Rob Eno, a Brown supporter and one of the operators of blog RedMassGroup.com, said he helped raise over $12,000 for the money bomb off his Web site with an application for visitors to donate to Brown’s campaign. The Brown enthusiast donated $50 to the campaign minutes after the money bomb began early Monday morning.

“I’ve been involved in Massachusetts politics for 10 years, and I’ve never seen anything like it,” Eno said of the grassroots involvement for Brown.

The $1,303,302.50 total is the result from Monday’s 24-hour long “Red Invades Blue” online fundraiser that Brown said will be used for “a final push for advertising” to help combat negative ads “which are already starting.”

On Monday night, Brown’s opponent, Democrat Martha Coakley, released her “Lockstep Republican” ad, in an attempt to tie Brown to conservatives like former Vice President Dick Cheney and radio host Rush Limbaugh.

“Who is Scott Brown really?” the voice in Coakley’s television ad begins. “A Republican. In lockstep with Washington Republicans.”

Brown’s campaign released a counter-ad, with the candidate on-screen saying, “Instead of discussing issues like health care and jobs, they decided the best way to stop me is to tear me down.”

Coakley has largely exceeded Brown in fundraising numbers throughout the duration of the campaign. In December, Coakley reported having $937,383.31 cash on hand, while Brown reported $367,150.88. The next reporting period is in February.

Coakley’s campaign did not respond to requests for comment.

The special election, set for next Tuesday, is for the seat held by the late Sen. Ted Kennedy. Libertarian Joe Kennedy, running as an independent and unrelated to the well-known Kennedy family, is also on the ballot.

Poll numbers showing a tightening race — combined with the fact that the outcome of the election will likely have an impact on Obama’s healthcare bill — has energized both sides.

On Tuesday afternoon, Rasmussen Reports released their poll of likely voters that has Coakley at 49 percent and Brown at 47 percent.

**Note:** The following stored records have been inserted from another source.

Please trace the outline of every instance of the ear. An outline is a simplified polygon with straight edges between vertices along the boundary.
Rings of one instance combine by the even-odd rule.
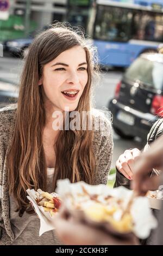
[[[42,83],[43,83],[43,81],[42,81],[42,78],[41,78],[39,81],[39,86],[41,86],[41,84],[42,84]]]

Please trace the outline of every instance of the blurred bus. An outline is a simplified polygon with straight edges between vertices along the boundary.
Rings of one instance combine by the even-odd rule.
[[[163,0],[97,0],[87,33],[102,65],[128,66],[163,44]]]

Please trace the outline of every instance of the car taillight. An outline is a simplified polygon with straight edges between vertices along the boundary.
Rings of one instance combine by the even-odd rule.
[[[115,98],[116,98],[116,99],[118,99],[118,97],[119,97],[120,91],[121,84],[122,84],[122,82],[120,81],[116,85],[116,89],[115,89],[115,95],[114,95]]]
[[[151,113],[163,118],[163,96],[154,96],[151,108]]]

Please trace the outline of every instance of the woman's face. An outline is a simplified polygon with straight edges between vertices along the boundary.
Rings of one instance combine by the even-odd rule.
[[[64,111],[68,107],[73,111],[87,78],[85,51],[81,46],[75,46],[45,65],[39,84],[43,85],[46,100],[54,110]]]

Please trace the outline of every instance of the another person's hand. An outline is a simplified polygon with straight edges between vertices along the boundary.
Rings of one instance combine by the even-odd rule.
[[[136,148],[125,150],[116,161],[116,166],[118,171],[129,180],[133,179],[135,162],[140,153]]]
[[[133,234],[127,239],[120,239],[99,228],[82,223],[74,218],[64,205],[54,220],[57,235],[65,245],[138,245],[137,239]]]
[[[160,185],[163,185],[162,172],[159,176],[149,175],[153,168],[163,170],[163,136],[137,159],[131,186],[137,194],[144,196],[148,190],[158,190]]]

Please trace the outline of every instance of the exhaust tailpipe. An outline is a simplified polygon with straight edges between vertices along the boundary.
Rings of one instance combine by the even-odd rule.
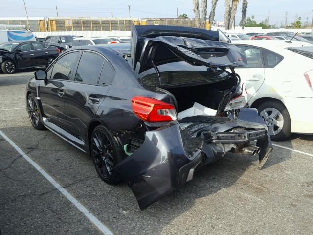
[[[259,153],[260,150],[260,148],[255,146],[248,146],[243,148],[243,153],[245,154],[248,154],[252,156],[254,156],[257,153]]]

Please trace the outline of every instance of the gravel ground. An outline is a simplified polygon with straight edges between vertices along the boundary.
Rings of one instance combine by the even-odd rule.
[[[275,143],[311,156],[275,146],[259,170],[257,157],[227,154],[141,211],[126,184],[106,184],[83,153],[32,127],[25,84],[33,72],[0,73],[0,130],[114,234],[313,234],[313,136]],[[21,157],[0,136],[2,235],[101,234]]]

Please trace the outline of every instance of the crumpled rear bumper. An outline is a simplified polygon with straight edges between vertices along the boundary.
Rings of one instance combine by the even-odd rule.
[[[246,109],[243,112],[256,112]],[[259,117],[257,112],[256,115]],[[214,116],[214,121],[202,121],[202,127],[193,125],[193,129],[182,129],[181,123],[172,122],[146,132],[142,145],[112,170],[127,182],[142,210],[192,179],[197,169],[220,159],[235,145],[256,141],[256,145],[261,148],[259,168],[262,168],[272,147],[266,126],[264,122],[261,123],[263,119],[255,118],[250,118],[253,122],[241,120],[240,114],[234,120]],[[208,118],[203,117],[202,119],[206,118]],[[244,129],[245,126],[248,130]],[[230,127],[236,126],[244,129],[237,132],[227,131]],[[216,131],[224,129],[225,131]]]

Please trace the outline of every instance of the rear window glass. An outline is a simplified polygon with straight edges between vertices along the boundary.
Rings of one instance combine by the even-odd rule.
[[[229,74],[220,68],[193,66],[183,61],[166,64],[157,68],[161,75],[161,84],[153,68],[141,73],[139,82],[148,86],[165,87],[195,82],[219,81],[228,78]]]
[[[288,50],[302,55],[307,57],[313,59],[313,46],[312,47],[296,47],[287,48]]]

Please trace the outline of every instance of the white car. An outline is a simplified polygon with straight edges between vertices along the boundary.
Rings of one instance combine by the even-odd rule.
[[[73,47],[94,45],[95,44],[106,44],[112,43],[113,40],[112,40],[112,39],[106,37],[99,37],[96,38],[79,37],[74,39],[73,40]]]
[[[108,37],[115,42],[119,43],[130,43],[131,37],[128,36],[109,36]]]
[[[251,37],[243,33],[228,33],[227,35],[232,41],[251,40]]]
[[[234,44],[247,60],[247,66],[236,71],[245,84],[248,103],[264,118],[272,140],[313,133],[312,45],[282,40]]]

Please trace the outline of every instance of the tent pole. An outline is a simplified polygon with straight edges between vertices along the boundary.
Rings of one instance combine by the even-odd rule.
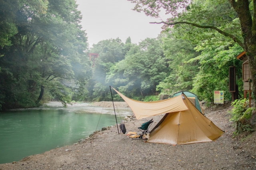
[[[113,102],[113,107],[114,107],[114,111],[115,112],[115,117],[116,117],[116,127],[117,127],[117,131],[118,131],[118,135],[119,135],[119,129],[118,129],[118,125],[117,124],[117,120],[116,119],[116,111],[115,111],[115,106],[114,105],[114,100],[113,100],[113,96],[112,96],[112,91],[111,91],[111,86],[109,86],[110,88],[110,93],[111,93],[111,97],[112,98],[112,102]]]

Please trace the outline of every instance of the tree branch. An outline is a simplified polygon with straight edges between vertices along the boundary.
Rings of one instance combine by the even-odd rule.
[[[226,37],[229,37],[232,38],[232,39],[233,39],[234,41],[237,43],[239,45],[240,45],[242,48],[244,48],[244,44],[239,39],[238,37],[235,36],[235,35],[232,34],[231,34],[230,33],[228,33],[223,31],[223,30],[222,30],[221,29],[220,29],[218,28],[217,28],[217,27],[214,27],[214,26],[210,25],[204,25],[198,24],[196,23],[194,23],[193,22],[186,22],[186,21],[179,21],[179,22],[173,22],[172,23],[168,23],[168,22],[165,22],[164,21],[162,21],[162,22],[150,22],[150,23],[157,23],[157,24],[164,23],[168,25],[175,25],[181,23],[181,24],[187,24],[190,25],[193,25],[198,28],[210,28],[210,29],[212,29],[216,31],[217,31],[219,33],[220,33],[221,34],[222,34],[223,35],[225,36]]]

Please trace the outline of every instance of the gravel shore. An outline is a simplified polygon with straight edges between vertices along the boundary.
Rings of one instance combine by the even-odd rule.
[[[225,131],[214,142],[177,146],[150,143],[118,135],[114,126],[76,145],[0,164],[0,170],[256,170],[255,133],[249,142],[232,138],[234,127],[227,113],[231,109],[205,111]],[[153,123],[163,116],[154,117]],[[137,127],[151,119],[126,122],[126,129],[138,133]]]

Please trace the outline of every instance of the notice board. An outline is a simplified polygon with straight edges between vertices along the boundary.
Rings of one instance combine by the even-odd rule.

The Democrats are utilizing their star power as Former President Bill Clinton and Sen. John Kerry are set to headline rallies, the Associated Press reported, and President Barack Obama sent out a fundraising email Monday night on behalf of Coakley, writing ”The outcome of this race couldn’t be more important.”

And national Democrats poured even more money into the race Tuesday, as the Congressional Quarterly reported that in the first case of independent expenditures by either of the national parties, the Democratic Senatorial Campaign Committee has made a $567,000 ad buy for Coakley.